Y dirá alguno: ¿estará obligado alguno a exponerse a la violación antes que ofrecer incienso? Si preguntas por lo que debe, no debe una cosa ni otra. Pues, si digo que debe hacer una de estas cosas, aprobaría una de ellas cuando repruebo las dos.

Pero si me preguntas cuál de las dos debería evitar, pues no es posible evitar ambas, sino una de la dos, te respondería: debe evitar su pecado siempre antes que el ajeno, e incluso su pecado leve antes que el ajeno grave. Así pues, mientras no lo estudie con más detalle, te concedo que es más grave la violación que el ofrecer incienso, pero esta es una acción propia, mientras la otra es ajena, aunque él mismo la padezca, y del que es la acción, de ése es también el pecado. Pues, aunque sea más grave el homicidio que el hurto, es peor hacer un robo que padecer un homicidio. Así, si se le propone a uno que si no quiere hacer un robo se le matará, esto es, se cometerá con él un homicidio, dado que no puede evitar las dos cosas, ha de evitar, más bien, su pecado antes que el pecado ajeno. Y no por eso se le va a imputar lo que en él se ha cometido porque lo pudiese evitar si quisiera cometer el suyo.

15. Todo el enredo de esta cuestión lleva a esto: se pregunta si el pecado ajeno, aunque sea cometido en ti, se te puede imputar a ti, que lo pudiste evitar con un pecado tuyo más leve y no lo hiciste; y si se puede exceptuar la inmundicia corporal. Pues nadie dice que un hombre se hace inmundo si le matan o le meten en la cárcel o le encadenan, o le flagelan, le maltratan con diversos tormentos y torturas o le proscriben o le colman de gravísimos daños hasta la suma pobreza, o le despojan de todos los honores o sufre toda clase de ultrajes con todo tipo de afrentas. Pues no hay nadie tan loco que se atreva a llamarle inmundo a alguien cuando ha sufrido injustamente todas estas cosas. Pero, si se le baña en estiércol, o si se le vierten o introducen cosas sucias por la boca o consiente acciones afeminadas, todos le aborrecerán, y le llamarán corrompido e inmundo.
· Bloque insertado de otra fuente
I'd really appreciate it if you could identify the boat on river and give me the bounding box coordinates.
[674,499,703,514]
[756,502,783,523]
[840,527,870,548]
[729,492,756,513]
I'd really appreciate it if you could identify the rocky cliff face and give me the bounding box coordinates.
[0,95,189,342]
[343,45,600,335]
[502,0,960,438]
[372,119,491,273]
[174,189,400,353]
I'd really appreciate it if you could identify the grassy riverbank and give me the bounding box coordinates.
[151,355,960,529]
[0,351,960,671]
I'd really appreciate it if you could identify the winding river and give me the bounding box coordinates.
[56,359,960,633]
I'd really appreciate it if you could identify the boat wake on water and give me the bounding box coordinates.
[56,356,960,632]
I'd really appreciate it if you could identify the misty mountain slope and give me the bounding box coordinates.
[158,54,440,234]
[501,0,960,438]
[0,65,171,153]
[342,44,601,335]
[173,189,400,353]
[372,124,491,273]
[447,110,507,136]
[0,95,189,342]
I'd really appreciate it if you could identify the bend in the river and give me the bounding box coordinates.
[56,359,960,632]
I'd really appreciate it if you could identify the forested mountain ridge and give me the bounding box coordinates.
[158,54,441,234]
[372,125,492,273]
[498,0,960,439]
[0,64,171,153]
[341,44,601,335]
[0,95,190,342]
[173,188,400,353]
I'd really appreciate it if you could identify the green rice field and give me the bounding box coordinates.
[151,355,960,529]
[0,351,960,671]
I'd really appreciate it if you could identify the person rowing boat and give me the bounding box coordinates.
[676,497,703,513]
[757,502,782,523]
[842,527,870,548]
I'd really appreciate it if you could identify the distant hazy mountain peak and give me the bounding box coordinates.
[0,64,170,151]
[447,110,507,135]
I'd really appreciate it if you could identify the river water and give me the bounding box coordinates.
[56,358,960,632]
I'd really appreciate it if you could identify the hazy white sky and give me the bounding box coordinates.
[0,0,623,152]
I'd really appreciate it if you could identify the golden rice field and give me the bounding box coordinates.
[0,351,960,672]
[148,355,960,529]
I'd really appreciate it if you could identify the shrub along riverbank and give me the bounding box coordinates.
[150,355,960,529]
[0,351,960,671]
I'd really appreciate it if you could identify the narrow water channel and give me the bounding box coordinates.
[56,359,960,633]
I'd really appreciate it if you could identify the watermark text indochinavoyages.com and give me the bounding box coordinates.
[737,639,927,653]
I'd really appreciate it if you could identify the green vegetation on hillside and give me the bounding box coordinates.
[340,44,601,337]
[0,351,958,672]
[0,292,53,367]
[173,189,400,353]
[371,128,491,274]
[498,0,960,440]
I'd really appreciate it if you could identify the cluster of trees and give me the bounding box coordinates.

Así pues, debemos concluir que nadie debe evitar los pecados ajenos, cualesquiera que éstos sean, por medio de pecados propios, exceptuados aquellos que hacen inmundo a aquel en quien se cometen, y, ya se trate de sí mismo o más bien de otro cualquiera, ha de sufrirlos y soportarlos con fortaleza. Y si no los debe evitar con ningún pecado suyo, tampoco deberá hacerlo por medio de la mentira. Pero aquellas cosas que cuando se hacen en el hombre, le hacen a él inmundo, deberíamos evitarlas aun con nuestros pecados, que por eso mismo no pueden llamase pecados, pues se hacen precisamente para evitar la inmundicia. Pues lo que así se hace de modo que, si no se hiciese, se le reprocharía justamente, no es ningún acto culpable. Por lo que hemos de concluir que tampoco se puede llamar inmundicia a una acción que de ninguna manera la podemos evitar. Entonces el que la sufre tiene también un modo de obrar rectamente: que soporte pacientemente lo que no puede evitar. Pues nadie que actúe rectamente se puede hacer inmundo por contagio corporal. Porque ante Dios es inmundo todo aquel que es inicuo, y todo limpio el que es justo, y aunque no lo sea ante los hombres, lo es, ciertamente, ante Dios, que le juzga con verdad. Por tanto, ni al sufrir esas cosas, cuando tiene la posibilidad de evitarlas, se hace inmundo por contagio, sino por el pecado cometido porque no quiso evitarlas cuando pudo. Pues nada de cuanto hiciera para evitarlas sería pecado. Por tanto, el que hubiere mentido para evitar esas cosas, no peca.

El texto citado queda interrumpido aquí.